How to Prepare from the Beginning
The three most important skills are the old 3 R’s: Readin’, ‘Ritin’ and ‘Rithmetic:
1)Strong reading comprehension. Read to them when they are children. Read out loud, read together, read apart. Read fiction, read poems, read plays, read. See my last post to get a few more ideas of what to read beforehand in Help! I am about to attend a Classical School
2)Algebra—get to algebra I and give them lots of practice problems. There are many resources. The stronger they are in this foundation, the more easily they will ascend through the next steps-- algebra II, precalculus, trigonometry, and calculus, and the easier science will become as it gets more mathematical. Does math belong in a Great Books or Classical school? Just ask the Alexandrian philosophers. (The short answer? Yes, it does.)
3)Have your student work on writing—letters, notes, diary entries, stories, plays etc. Have them write it first by hand, THEN transfer it to digital print. As they rewrite, they will learn the skill of editing. Have them do their school papers this way.
A Last Encouragement
Dear sundry, it is not as bad as it seems—remember too, your child is resilient, and childhood wonder itself is resilient. It is a flame best preserved, and if lost, it may take time to recover, but we were built for wonder, and the intellect at the high school age changes many times.

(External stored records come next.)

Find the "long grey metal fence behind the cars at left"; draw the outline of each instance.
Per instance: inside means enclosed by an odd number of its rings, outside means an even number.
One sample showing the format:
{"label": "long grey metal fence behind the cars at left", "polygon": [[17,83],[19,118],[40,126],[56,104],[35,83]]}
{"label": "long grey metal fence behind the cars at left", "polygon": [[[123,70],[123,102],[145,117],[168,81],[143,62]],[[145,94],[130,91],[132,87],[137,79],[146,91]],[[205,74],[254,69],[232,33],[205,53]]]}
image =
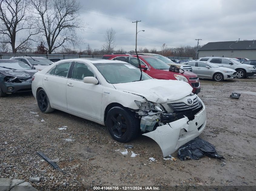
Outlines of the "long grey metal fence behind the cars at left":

Remember Emily Dickinson’s poem on what it takes to make a prairie:
To make a prairie it takes a clover and one bee. One clover, and a bee, And revery. The revery alone will do, If bees are few.
If your child has wonder, it may be enough.
Your child will slough off many skins in her growth to adulthood. There is time. Surprise your child today—take her for a walk around a few blocks and ask her a few questions. You won’t regret it.
This is great Dan, thank you for the list of "To do"-a great reminder.